Auxílios de estudo
Josué 1–8; 23–24
Moisés foi transladado, e o Senhor orientou Josué a guiar Israel para entrar na terra prometida. O Senhor assegurou a Josué que estaria com ele e ordenou que ele fosse forte e corajoso. Josué enviou dois espias a Jericó. Lá, Raabe salvou os espias de serem capturados e, em troca, eles prometeram poupá-la, bem como sua família, da destruição iminente. O Senhor parou as águas do rio Jordão a fim de que os israelitas pudessem atravessá-lo em terra seca e entrar na terra prometida.
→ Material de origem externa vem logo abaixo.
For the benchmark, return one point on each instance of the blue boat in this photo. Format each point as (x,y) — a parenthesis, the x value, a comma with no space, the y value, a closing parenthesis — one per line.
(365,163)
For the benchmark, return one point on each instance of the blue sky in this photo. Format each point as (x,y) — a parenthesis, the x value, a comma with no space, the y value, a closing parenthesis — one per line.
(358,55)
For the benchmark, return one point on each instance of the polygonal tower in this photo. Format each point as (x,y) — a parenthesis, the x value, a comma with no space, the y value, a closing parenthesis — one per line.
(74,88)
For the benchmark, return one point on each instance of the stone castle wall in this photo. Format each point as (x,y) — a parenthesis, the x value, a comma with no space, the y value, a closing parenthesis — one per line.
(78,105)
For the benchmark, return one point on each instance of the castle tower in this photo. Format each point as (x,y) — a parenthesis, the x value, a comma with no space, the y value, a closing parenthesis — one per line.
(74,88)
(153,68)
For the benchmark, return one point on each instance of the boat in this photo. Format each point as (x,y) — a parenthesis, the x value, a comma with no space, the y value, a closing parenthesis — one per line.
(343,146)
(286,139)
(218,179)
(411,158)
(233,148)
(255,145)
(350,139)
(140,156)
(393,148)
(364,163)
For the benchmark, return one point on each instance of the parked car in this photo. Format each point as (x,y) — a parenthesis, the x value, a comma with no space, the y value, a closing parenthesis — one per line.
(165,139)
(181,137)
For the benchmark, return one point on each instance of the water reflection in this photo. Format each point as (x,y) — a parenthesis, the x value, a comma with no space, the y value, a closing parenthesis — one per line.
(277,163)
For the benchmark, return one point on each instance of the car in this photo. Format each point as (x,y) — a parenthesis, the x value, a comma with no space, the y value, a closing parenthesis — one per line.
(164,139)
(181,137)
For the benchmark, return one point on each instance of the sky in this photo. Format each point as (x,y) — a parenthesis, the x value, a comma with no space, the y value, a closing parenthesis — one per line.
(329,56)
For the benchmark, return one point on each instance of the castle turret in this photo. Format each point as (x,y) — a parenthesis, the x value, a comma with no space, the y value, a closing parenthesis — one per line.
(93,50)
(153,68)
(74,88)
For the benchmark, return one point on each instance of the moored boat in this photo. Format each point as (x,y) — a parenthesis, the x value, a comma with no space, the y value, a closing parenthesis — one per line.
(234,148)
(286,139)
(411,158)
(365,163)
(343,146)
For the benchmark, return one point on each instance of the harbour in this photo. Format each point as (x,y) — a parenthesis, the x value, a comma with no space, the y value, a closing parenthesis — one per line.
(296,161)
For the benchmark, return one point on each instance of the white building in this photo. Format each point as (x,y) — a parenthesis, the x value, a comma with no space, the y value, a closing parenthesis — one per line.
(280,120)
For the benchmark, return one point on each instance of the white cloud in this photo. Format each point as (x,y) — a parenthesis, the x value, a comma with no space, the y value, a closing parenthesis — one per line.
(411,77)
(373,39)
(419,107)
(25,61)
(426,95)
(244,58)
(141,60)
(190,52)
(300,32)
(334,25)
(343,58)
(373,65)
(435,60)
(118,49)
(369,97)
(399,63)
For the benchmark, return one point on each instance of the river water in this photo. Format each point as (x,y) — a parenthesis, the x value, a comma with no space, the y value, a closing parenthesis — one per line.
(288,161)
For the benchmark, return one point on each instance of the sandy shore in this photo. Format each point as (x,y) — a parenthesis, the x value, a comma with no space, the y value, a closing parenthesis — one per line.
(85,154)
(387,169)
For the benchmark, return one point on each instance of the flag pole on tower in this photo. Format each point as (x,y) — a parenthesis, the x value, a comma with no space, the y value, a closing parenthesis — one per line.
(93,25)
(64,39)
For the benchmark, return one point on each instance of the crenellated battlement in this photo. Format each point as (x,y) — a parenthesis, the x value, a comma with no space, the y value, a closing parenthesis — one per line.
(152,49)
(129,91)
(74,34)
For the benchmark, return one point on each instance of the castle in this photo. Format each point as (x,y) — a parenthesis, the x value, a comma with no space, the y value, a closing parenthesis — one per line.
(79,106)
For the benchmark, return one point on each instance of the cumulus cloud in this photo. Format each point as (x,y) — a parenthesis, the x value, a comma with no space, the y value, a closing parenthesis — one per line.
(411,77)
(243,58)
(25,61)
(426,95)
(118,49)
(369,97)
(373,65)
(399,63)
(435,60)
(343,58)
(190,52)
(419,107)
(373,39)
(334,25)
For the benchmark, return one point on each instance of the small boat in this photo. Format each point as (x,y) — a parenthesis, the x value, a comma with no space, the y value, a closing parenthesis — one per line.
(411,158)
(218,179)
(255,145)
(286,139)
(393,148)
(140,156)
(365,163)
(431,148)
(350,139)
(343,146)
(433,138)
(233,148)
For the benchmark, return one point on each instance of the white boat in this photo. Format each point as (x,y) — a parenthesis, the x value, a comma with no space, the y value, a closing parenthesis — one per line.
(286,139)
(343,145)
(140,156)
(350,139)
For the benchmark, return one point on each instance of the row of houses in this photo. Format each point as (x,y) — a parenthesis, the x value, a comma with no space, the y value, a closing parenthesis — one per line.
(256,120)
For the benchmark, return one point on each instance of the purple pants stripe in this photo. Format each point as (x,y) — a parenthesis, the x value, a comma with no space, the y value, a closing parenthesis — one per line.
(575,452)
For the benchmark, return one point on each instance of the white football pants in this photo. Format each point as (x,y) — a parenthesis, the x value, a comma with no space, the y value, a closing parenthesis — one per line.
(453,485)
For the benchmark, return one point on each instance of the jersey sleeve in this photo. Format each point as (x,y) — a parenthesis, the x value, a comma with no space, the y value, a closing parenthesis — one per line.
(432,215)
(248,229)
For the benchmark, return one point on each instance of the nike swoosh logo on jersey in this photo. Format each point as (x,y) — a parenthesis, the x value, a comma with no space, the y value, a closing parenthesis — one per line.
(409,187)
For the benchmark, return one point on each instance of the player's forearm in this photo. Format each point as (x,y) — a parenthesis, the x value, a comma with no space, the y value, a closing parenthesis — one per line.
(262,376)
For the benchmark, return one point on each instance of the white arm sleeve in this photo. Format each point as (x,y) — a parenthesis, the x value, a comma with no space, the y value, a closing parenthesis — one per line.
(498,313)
Os israelitas seriam bem-sucedidos na conquista da terra prometida somente se fossem obedientes ao Senhor. No final de sua vida, Josué reuniu os israelitas e os advertiu a não adorar outros deuses. O povo fez o convênio de servir e obedecer ao Senhor.
Recursos
Nota: A citação de uma fonte que não tenha sido publicada por A Igreja de Jesus Cristo dos Santos dos Últimos Dias não significa que ela ou seu autor sejam endossados pela Igreja ou representem a posição oficial da Igreja.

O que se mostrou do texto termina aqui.